Full story at: http://jondron.net/cofind/frshowresource.php?tid=5325&resid=1342

This is probably the biggest thing ever to happen in the world of social software.

Wow.

MySpace, Bebo and SixApart are in on the deal that already includes Orkut, Salesforce, LinkedIn, Ning, Hi5, Plaxo, Friendster, Viadeo and Oracle (yes, Oracle). As the article says, checkmate for Facebook, but it can’t be long before they join in.
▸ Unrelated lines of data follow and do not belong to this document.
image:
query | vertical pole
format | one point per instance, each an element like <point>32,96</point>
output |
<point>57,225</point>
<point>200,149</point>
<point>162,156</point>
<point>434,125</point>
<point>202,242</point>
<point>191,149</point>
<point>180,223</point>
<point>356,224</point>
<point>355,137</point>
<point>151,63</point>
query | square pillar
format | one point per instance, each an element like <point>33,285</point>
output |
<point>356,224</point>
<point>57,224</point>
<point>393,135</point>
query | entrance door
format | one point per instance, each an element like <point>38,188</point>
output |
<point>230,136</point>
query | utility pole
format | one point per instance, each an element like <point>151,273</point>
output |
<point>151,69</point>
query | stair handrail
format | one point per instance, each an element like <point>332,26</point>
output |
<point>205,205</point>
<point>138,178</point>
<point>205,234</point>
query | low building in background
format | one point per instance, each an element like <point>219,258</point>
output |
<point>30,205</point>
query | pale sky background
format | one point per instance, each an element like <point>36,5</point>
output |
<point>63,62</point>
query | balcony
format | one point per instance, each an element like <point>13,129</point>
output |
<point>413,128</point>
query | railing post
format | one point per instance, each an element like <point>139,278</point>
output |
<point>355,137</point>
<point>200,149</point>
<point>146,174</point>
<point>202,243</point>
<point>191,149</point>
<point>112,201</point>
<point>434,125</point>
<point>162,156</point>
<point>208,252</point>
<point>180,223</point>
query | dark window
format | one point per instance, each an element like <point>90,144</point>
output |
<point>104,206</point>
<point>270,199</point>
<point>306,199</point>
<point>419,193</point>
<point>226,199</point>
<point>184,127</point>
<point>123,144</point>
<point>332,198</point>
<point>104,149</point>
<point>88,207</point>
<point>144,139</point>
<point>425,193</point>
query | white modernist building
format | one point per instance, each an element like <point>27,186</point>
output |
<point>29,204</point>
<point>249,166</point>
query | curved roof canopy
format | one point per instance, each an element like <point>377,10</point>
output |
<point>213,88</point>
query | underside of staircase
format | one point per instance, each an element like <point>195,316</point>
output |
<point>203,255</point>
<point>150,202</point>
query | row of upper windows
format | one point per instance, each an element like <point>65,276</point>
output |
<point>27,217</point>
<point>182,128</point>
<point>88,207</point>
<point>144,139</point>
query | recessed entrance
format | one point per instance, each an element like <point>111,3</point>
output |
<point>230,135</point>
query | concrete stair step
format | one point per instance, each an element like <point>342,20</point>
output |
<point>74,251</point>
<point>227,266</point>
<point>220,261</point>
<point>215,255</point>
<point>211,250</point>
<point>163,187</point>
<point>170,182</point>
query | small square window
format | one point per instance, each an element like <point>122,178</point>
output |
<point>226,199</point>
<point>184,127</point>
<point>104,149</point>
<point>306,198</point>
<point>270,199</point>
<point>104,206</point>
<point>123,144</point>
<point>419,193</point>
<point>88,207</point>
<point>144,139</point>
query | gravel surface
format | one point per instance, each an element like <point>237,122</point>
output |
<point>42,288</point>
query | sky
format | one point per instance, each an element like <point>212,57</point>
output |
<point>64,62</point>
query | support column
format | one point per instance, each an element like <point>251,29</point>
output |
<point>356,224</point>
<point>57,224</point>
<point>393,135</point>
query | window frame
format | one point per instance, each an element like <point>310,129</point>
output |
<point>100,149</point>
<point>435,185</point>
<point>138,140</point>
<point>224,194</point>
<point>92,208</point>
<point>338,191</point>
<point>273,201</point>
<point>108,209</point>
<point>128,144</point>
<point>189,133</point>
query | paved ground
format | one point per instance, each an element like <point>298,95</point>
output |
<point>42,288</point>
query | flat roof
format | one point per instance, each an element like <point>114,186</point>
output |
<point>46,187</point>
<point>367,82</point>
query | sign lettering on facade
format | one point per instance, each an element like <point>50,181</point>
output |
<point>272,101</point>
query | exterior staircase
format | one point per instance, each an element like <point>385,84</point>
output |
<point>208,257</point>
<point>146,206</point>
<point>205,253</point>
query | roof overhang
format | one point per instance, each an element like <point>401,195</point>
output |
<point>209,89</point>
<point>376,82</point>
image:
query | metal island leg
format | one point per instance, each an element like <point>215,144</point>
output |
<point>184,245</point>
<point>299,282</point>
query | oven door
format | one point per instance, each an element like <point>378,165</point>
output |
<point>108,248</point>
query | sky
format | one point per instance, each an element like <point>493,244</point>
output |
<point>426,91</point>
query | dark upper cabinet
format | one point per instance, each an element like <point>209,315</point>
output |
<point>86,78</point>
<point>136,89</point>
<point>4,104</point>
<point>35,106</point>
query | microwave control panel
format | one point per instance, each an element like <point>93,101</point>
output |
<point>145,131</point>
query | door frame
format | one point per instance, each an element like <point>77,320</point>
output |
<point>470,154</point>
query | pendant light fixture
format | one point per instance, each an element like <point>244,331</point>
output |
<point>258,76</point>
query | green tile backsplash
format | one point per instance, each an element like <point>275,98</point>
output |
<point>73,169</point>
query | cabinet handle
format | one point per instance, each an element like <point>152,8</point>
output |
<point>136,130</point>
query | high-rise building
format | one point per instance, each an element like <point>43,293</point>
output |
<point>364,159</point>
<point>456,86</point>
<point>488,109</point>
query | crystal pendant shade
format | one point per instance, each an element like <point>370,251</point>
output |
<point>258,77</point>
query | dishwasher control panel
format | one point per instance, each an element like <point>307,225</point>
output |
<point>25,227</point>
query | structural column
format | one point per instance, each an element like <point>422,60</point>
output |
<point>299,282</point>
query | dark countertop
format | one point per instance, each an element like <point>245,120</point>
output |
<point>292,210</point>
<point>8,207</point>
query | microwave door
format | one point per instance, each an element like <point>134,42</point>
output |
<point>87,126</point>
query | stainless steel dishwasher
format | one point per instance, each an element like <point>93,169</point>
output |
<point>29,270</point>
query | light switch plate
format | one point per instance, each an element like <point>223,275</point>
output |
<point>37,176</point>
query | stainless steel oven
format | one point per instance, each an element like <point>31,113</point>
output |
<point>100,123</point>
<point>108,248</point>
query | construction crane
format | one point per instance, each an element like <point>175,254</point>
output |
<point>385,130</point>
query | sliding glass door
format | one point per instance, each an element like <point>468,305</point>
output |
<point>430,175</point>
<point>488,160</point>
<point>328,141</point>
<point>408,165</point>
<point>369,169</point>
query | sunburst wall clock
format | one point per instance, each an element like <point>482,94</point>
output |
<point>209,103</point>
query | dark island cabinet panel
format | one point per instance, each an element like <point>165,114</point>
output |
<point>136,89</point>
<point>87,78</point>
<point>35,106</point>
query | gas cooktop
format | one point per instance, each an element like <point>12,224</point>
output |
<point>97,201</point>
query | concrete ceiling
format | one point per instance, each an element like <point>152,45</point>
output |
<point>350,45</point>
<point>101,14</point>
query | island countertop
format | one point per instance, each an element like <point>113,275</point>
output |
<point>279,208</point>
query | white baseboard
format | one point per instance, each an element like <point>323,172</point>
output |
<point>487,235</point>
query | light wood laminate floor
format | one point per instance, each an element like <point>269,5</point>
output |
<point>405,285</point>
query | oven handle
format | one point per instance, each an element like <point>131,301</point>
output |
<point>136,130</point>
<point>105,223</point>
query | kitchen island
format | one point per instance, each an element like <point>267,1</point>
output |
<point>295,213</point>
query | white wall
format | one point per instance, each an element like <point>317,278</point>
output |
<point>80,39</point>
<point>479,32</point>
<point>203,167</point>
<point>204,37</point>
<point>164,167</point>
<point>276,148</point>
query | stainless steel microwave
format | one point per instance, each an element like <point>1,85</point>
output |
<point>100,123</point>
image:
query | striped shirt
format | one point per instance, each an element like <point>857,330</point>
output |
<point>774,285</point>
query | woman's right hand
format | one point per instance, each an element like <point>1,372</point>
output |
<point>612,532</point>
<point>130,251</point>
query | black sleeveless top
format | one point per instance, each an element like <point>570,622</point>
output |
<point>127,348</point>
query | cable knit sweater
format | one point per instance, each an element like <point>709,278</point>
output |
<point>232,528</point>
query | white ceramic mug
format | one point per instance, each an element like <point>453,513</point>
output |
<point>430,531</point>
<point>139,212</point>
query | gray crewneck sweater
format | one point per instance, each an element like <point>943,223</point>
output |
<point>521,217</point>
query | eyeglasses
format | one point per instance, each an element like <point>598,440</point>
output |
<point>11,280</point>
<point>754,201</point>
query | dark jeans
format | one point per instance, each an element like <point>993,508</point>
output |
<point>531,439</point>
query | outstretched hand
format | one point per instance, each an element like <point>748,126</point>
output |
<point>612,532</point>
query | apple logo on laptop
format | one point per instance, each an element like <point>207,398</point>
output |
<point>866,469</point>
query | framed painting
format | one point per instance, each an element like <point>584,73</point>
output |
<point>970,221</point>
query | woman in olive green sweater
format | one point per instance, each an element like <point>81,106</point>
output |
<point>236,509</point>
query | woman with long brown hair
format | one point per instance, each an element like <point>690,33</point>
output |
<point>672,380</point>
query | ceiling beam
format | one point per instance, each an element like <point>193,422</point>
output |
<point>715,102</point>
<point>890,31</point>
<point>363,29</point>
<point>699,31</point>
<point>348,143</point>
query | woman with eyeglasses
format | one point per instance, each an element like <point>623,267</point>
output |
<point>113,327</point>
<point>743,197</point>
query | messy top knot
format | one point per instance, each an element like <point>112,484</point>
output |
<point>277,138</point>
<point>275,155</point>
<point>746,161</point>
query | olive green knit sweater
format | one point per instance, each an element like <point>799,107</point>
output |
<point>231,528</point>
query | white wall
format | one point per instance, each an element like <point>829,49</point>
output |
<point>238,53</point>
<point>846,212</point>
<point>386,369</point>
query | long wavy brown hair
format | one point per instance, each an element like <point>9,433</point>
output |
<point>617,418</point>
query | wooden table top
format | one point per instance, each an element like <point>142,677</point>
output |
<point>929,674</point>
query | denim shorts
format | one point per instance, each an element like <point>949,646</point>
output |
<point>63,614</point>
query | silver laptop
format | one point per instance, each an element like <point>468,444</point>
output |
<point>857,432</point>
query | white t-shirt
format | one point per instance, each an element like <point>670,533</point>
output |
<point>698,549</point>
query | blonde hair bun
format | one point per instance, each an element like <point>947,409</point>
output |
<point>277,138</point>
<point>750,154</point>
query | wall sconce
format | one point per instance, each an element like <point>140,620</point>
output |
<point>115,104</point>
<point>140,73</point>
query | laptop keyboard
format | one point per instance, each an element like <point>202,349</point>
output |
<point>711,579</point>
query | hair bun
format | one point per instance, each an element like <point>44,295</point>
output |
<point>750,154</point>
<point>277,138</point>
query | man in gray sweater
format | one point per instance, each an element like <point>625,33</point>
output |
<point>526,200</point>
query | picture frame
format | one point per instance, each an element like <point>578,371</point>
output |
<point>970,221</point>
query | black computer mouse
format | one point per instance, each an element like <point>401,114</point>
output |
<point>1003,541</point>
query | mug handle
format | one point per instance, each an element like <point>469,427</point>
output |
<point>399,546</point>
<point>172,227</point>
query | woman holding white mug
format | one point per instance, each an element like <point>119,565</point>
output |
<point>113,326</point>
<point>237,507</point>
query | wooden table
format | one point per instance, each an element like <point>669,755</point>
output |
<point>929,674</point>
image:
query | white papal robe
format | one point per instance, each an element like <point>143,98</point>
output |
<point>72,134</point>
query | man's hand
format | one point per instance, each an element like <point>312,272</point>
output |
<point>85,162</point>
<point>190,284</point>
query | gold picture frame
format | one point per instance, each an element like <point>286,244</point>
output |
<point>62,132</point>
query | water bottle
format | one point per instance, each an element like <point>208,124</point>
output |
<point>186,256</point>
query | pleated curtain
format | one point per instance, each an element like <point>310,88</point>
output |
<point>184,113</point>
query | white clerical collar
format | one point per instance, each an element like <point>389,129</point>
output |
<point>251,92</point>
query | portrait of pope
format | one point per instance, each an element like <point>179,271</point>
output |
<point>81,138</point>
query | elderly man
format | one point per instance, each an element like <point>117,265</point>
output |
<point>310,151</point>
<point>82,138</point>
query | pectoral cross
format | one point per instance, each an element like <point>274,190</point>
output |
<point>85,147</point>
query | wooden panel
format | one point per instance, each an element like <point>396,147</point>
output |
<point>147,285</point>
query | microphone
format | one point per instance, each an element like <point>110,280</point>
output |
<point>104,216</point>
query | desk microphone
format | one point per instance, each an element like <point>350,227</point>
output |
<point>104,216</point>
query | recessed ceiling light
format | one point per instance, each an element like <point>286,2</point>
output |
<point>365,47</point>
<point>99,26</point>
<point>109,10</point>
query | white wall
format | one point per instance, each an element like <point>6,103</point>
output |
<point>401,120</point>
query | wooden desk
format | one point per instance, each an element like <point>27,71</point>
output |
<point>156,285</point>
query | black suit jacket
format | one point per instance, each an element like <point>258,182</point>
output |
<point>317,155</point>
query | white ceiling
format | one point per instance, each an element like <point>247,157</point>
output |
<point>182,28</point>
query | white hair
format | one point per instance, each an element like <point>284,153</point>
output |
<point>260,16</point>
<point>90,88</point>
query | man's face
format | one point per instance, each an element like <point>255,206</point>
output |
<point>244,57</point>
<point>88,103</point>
I can hardly wait to start playing.

The range of possible educational uses is staggeringly large. Maybe not as big as the invention of the Web itself, but potentially as transforming. I think that we have just seen the start of a new era.
Created:Fri, 02 Nov 2007 05:40:06 GMT

Google OpenSocial

http://community.brighton.ac.uk/jd29/weblog/17559.html

Full story at: http://jondron.net/cofind/frshowresource.php?tid=5325&resid=1340

Yet again showing why it is a good idea to hire intelligent people, Google have launched three open and easy-to-use APIs for profile info, friends info (the social graph) and activities (news feed type stuff). We’ve needed this for a long time. What makes this doubly cool is that Google is not trying to compete head-on with Facebook and its proprietary brethren. Far from it. Instead, they have gathered together the likes of Orkut, LinkedIn, Plaxo, Friendster and Ning to implement the standards.Wow. This may turn out to be an incredibly big step forward on the road to the mashed up universe and applications that move into another realm of usefulness and adaptability. Web 3.0? No. But I think this might be the point that Web 2.0 comes of age.
Created:Wed, 31 Oct 2007 03:42:49 GMT

E-Learn 07

http://community.brighton.ac.uk/jd29/weblog/16713.html

Another year, another E-Learn. Seems like only last year that I was blogging E-Learn 06. I'm blogging this during my third no-show of the day (and it is only day 1). This has always been a problem with AACE conferences and they don't seem to have solved it yet. Still a great place to meet great people though.

I've just been to an interesting presentation 'Am I Still Wiki: The Creeping Centralization of Academic Wikis' by Andrew Moshimia. He told the tale of a wiki used by kids in which constraints were gradually increased over the course of a year, starting with a loose requirement to post something relevant through to a tightly controlled, graded set of teacher-set exercises. Of course, by the time it is that controlled, it is no longer a wiki: just a publication medium controlled by the teacher and written by the students, albeit one which replaces automatic control mechanisms with manual ones.

The general message was that, if you want high quality and engagement then the wiki (or publication system) should be closed, graded and controlled, whereas if you want pride and creativity it should be open. Of three interventions, open, semi-open and closed, about a third of students liked each and (significantly) disliked both of the others. An issue of control, with some correlation between locus of control and preferences for open or closed, as you might expect.

The semi-open approach (broad grades, list of options to choose from) was slightly more popular than the others, which I would hypothesise would also relate to issues of control: people like freedom, but a bit of structure is good for learners who are still forming learning habits.

Interestingly, few if any saw it as a collaborative tool: of course not! A wiki (at least in its basic form) is a poor collaboration tool. It is far more about collective behaviour. There is little support in the tool for any parts of the communication process that are needed to collaborate.

At last year's E-Learn I reflected on the difference between my first WebNet in Hawaii and that one, particularly the differences that a continuous connection with the rest of the world had brought when compared with a few minutes in an email room. Now I work for Athabasca University and all of my teaching is online, the rest of my working life fits in every remaining gap. But of course, there are no gaps. I'm sure conferences used to be more fun.